As a rule, the frames for progressive lenses should not be too small, as this will not provide enough space for the various vision zones. Moreover, the Optician / Optometrist should not wait to fit your progressive lenses until you pick them up. Precise centration of the lenses in the new frames is crucial. If the alignment is just a few millimetres off, this can suffice to cause neck pain and headaches or can prevent you from taking full advantage of the progressive lenses.
As for reading spectacles, the distance between the lenses and the object being viewed plays a major role in spectacles used at the workplace. In this context, this is called the “working distance.” Thus, before you buy spectacles for your work, you need to find out the range of viewing distances that you need: how far away from the screen do I normally sit? At what distance do I hold objects in my hand that have to be processed?
And that's not all. Do you frequently have conferences with colleagues or customers and need to be able to switch your focus easily and comfortably to different viewing ranges? Are lenses made of plastic or glass better for my needs?
Particularly at work, you need to be able to see properly and comfortably and focus quickly at the required viewing distances. Lenses can enable you to do this if you tell your Optician / Optometrist exactly what you require. It may be advisable in some cases to use special workplace spectacles instead of your everyday spectacles.
Where exactly you will wear your new sports spectacles plays a central role in the selection of the optimum eye wear: for what type of sports and in what situations will you be wearing your spectacles? For example, biking spectacles should provide proper UV protection as well as effective protection from the wind, e.g. via the size and curvature of the frames. Spectacles with polarizing lenses provide optimal protection against glare and are an excellent solution for constant changes between light and shadow.

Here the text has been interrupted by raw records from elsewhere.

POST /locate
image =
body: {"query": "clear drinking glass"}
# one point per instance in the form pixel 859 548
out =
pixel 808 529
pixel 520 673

To prevent unpleasant surprises, all sports enthusiasts who wear helmets should always bring their helmets with them to the Optician / Optometrist. For skiers, on the other hand, having a second pair of spectacles to fit underneath the ski goggles may be a good alternative to contact lenses. In this case, an anti-static coating is recommended to prevent fogging, or you can have ski goggles made to your prescription or have a clip made to fit over them.